Marina Abramovic’s “The Artist Is Present” exhibition at MoMA last summer was undoubtedly one of the most important in recent history. The legendary artist positioned herself in the museum’s atrium for a period of three months, sitting silent and motionless for hours at a time every day the museum was open, and invited the public to sit across from her in a poetic stare down that brought many to tears. As the crown jewel of a major performance art retrospective at one of the world’s preeminent modern and contemporary art institutions, it drew daily crowds by the hundreds and saw 1,565 participants lose themselves in Marina’s dark, unwavering stare. If you missed the monumental exhibition, never fear. Artist and game developer Pippin Bar has encapsulated the experience for you in a new browser-based video game called “The Artist Is Present”, virtually recreating Abramovic’s work. Well, almost.

Bar’s game depicts every little detail of the experience—from the requisite ticket purchase (with the newly raised ticket price of $25.00) to recreating several iconic artworks like Van Gogh’s Starry Night and Warhol’s Campbell’s Soup Cans—all with a hearty dose of snark. The game sees you join a long, seemingly immobile, line of people waiting to sit across from Abramovic. You can try to cut the line, but your virtual conscience kicks in: “Seems like it would be rude to just walk across the tape,” it scolds you. When join the endlessly long line again, the game tells you cheerily “Now all you have to do is wait.” And, spoiler alert: That’s it.

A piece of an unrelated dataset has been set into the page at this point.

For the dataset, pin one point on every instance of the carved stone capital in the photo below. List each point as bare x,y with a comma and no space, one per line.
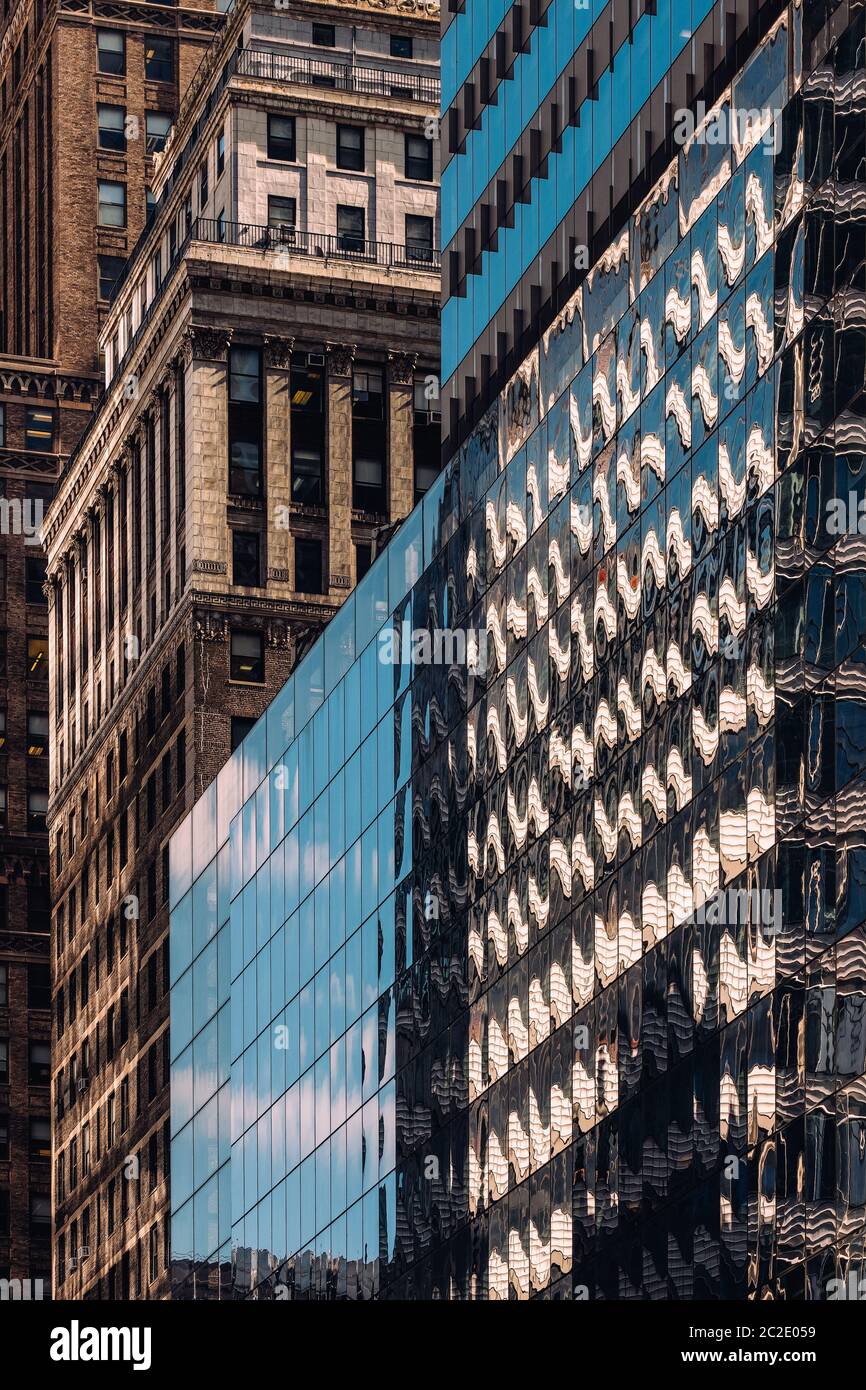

The game appears to be at once a tribute and a playful jab at the exhibition, focusing more on the period of purgatory that would-be performance participants are forced to go through in order to have their moment with Marina. And whereas in the original performance piece, the waiting on line aspect was as much a part of the experience as sitting in the hot seat, generating a sense of camaraderie and community among the patient hopefuls, Bar’s version ends up being more frustrating than transcendant. It misses the social aspects of the performance and of course can’t replicate the intense energy of that room. Nevertheless, we love his attempt at encapsulating the performance for the world to share in and for making the artist present, eternally.